Evaluation Workbench
Evaluation measure specifications and evaluation question contracts are consolidated here. These documents govern the empirical portion of the thesis. Each measure is defined at the metric, baseline, unit, and threshold level. Chapter 10 results tables are interpretable against these pre-declared expectations. Full traceability is in the Requirements–Design–Evaluation Traceability Matrix. Environment-derived requirements are operationalised here as measurable evaluation contracts. Each contract can be confirmed or refuted by the Chapter 10 demonstration evidence.
Evaluation Measure Specifications
Seven evaluation measures are operationalised across the thesis. Measures EM-4W-01 to EM-4W-03 are defined and pre-registered in Chapter 4; measures EM-09-01 to EM-09-04 are executed and reported in Chapter 10.
| Measure ID | Chapter | Metric Definition | Baseline Definition | Unit | Threshold | Data Source |
|---|---|---|---|---|---|---|
| EM-4W-01 | Ch4w | Interpretation divergence for matched regulatory obligations | Divergence under current synchronous artefact workflow | Divergence rate | Lower than baseline with practical significance | Annotation sheets; protocol logs |
| EM-4W-02 | Ch4w | Local-to-global check scope ratio per transformation event | Scope ratio in baseline non-modular workflow | Ratio | Local scope majority in bounded edits | Change-trace logs |
| EM-4W-03 | Ch4w | Rule-compliant variation yield with exception budget | Variation yield under ungoverned complements | Compliance proportion | Meets pre-registered budget and rationale coverage | Generation logs; exception register |
| EM-09-01 | Ch9 | Standards interpretability trace completeness | Baseline trace completeness | Index | Improved completeness over baseline | Ch9 case outputs |
| EM-09-02 | Ch9 | Modular-fit evidence with bounded verification signals | Baseline modular-fit without interface contracts | Composite score | Positive bounded-check trend over baseline | Ch9 results tables |
| EM-09-03 | Ch9 | Workflow burden delta across time, cognitive, and skill proxies | Baseline burden profile for matched tasks | Delta | Net reduction with stated confidence limits | Ch9 workflow outputs |
| EM-09-04 | Ch9 | Exception governance quality in discussion synthesis | Baseline exception handling quality | Quality score | Full typing and justification coverage | Ch9 discussion evidence |
Evaluation Question Contract
The five evaluation questions below are defined to organise the measures into clusters that correspond to the propositions tested in the thesis. Each evaluation question maps to a primary proposition (EQ-01↔︎P1; EQ-02↔︎P2; EQ-03↔︎P3; EQ-04↔︎P4; EQ-05↔︎P5), following the property↔︎proposition↔︎EQ alignment established in Chapter 2 §2.9. Each evaluation question is linked to the environment requirements it addresses and the measures that provide the evidence. Overall, the seven measures span all five evaluation questions, and no requirement is addressed by a measure that cannot be observed in the demonstration evidence. Therefore, the evaluation question contracts documented here establish the interpretive framework within which the Chapter 10 results tables are to be read.

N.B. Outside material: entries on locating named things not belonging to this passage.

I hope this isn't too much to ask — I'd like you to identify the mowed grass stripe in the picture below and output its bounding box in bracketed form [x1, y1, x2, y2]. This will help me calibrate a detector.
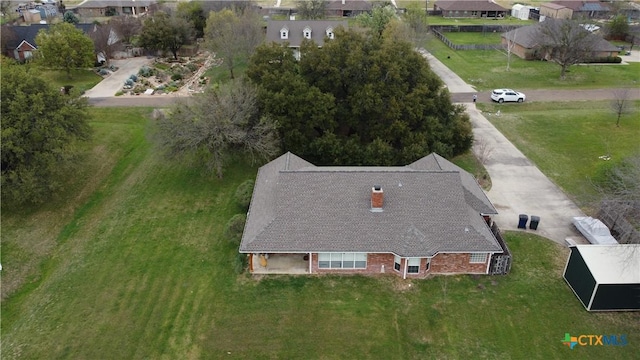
[2, 104, 640, 359]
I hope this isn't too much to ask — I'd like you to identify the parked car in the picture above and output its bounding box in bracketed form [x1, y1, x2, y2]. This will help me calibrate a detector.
[491, 89, 526, 103]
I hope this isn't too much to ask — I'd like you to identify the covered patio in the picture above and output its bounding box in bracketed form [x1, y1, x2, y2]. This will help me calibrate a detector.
[250, 254, 310, 274]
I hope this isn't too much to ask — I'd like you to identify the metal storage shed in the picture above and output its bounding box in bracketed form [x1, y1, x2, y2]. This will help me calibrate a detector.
[563, 244, 640, 311]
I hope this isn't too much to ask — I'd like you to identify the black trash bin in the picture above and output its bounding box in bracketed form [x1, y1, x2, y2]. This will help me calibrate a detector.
[518, 214, 529, 229]
[529, 215, 540, 230]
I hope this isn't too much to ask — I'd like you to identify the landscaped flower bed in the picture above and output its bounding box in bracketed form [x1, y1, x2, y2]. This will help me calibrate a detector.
[122, 54, 208, 95]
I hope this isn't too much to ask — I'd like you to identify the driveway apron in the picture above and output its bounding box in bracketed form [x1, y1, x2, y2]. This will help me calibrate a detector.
[423, 49, 586, 245]
[84, 57, 153, 99]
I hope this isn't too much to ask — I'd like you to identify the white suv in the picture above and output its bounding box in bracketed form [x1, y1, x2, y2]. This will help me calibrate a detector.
[491, 89, 526, 103]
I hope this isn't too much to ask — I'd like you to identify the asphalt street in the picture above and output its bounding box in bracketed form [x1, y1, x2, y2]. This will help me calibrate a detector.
[85, 51, 640, 245]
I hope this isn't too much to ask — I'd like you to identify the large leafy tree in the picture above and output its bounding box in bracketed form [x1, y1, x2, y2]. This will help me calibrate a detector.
[177, 1, 207, 38]
[139, 12, 194, 59]
[156, 80, 278, 178]
[535, 18, 596, 80]
[1, 60, 90, 204]
[247, 29, 472, 165]
[36, 23, 95, 78]
[89, 24, 122, 61]
[205, 8, 264, 79]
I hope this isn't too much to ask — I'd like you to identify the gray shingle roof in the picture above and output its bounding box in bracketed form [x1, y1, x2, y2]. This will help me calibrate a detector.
[502, 20, 619, 52]
[266, 20, 349, 47]
[326, 0, 373, 11]
[435, 0, 507, 11]
[70, 0, 158, 9]
[7, 24, 96, 50]
[240, 153, 501, 257]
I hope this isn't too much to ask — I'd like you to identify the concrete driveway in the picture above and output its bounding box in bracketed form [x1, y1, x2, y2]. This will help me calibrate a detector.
[84, 57, 153, 99]
[465, 103, 586, 244]
[423, 49, 586, 245]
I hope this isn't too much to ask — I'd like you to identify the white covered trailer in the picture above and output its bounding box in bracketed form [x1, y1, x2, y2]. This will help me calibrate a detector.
[563, 244, 640, 311]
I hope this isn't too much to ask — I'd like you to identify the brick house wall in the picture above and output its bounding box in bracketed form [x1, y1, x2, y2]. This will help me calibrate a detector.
[431, 254, 490, 274]
[311, 253, 491, 278]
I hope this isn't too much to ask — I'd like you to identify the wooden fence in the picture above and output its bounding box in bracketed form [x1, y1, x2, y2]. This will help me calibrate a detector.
[489, 222, 513, 275]
[431, 29, 502, 50]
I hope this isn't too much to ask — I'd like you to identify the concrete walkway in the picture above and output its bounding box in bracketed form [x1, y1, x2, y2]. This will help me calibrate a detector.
[84, 56, 153, 99]
[423, 53, 586, 245]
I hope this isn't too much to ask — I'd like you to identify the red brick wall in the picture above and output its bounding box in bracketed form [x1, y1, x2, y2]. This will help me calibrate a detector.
[431, 253, 489, 274]
[311, 253, 489, 278]
[311, 253, 393, 274]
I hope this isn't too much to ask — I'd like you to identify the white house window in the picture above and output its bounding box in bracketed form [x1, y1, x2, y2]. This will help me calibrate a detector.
[407, 258, 420, 274]
[327, 28, 333, 39]
[469, 253, 487, 264]
[318, 253, 367, 269]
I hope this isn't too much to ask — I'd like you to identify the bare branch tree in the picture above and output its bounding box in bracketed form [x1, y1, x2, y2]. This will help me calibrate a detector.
[89, 24, 122, 63]
[156, 81, 278, 178]
[505, 29, 518, 71]
[473, 138, 494, 166]
[536, 18, 595, 80]
[109, 15, 142, 44]
[594, 153, 640, 243]
[204, 8, 263, 79]
[611, 89, 632, 127]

| Evaluation Question | Requirement IDs | Measure IDs | Expected Chapter Output |
|---|---|---|---|
| EQ-01 | ER-01, ER-04 | EM-4W-01, EM-09-01 | Standards interpretability evidence |
| EQ-02 | ER-02, ER-05 | EM-4W-02, EM-09-02 | Modular-fit and bounded-check evidence |
| EQ-03 | ER-01, ER-02 | EM-09-01, EM-09-02 | Round-trip replay + invariant-preservation evidence (EVID-P3-REPLAY, EVID-P3-INVARIANTS) |
| EQ-04 | ER-06 | EM-4W-03, EM-09-04 | Governed variation and exception evidence |
| EQ-05 | ER-03, ER-05 | EM-09-03 | Workflow burden comparison evidence (integrated utility) |
Requirement identifiers used here are defined in the Environment-Derived Requirements Register and the Environmental Grounding Dossier. Each identifier traces to at least one design feature and one evaluation measure. In summary, the workbench constitutes the pre-registration record for the thesis’s evaluation. All measures, thresholds, and question-to-requirement linkages are declared before demonstration results are interpreted. Chapter 10 results can therefore be assessed against thresholds set independently of observed outcomes.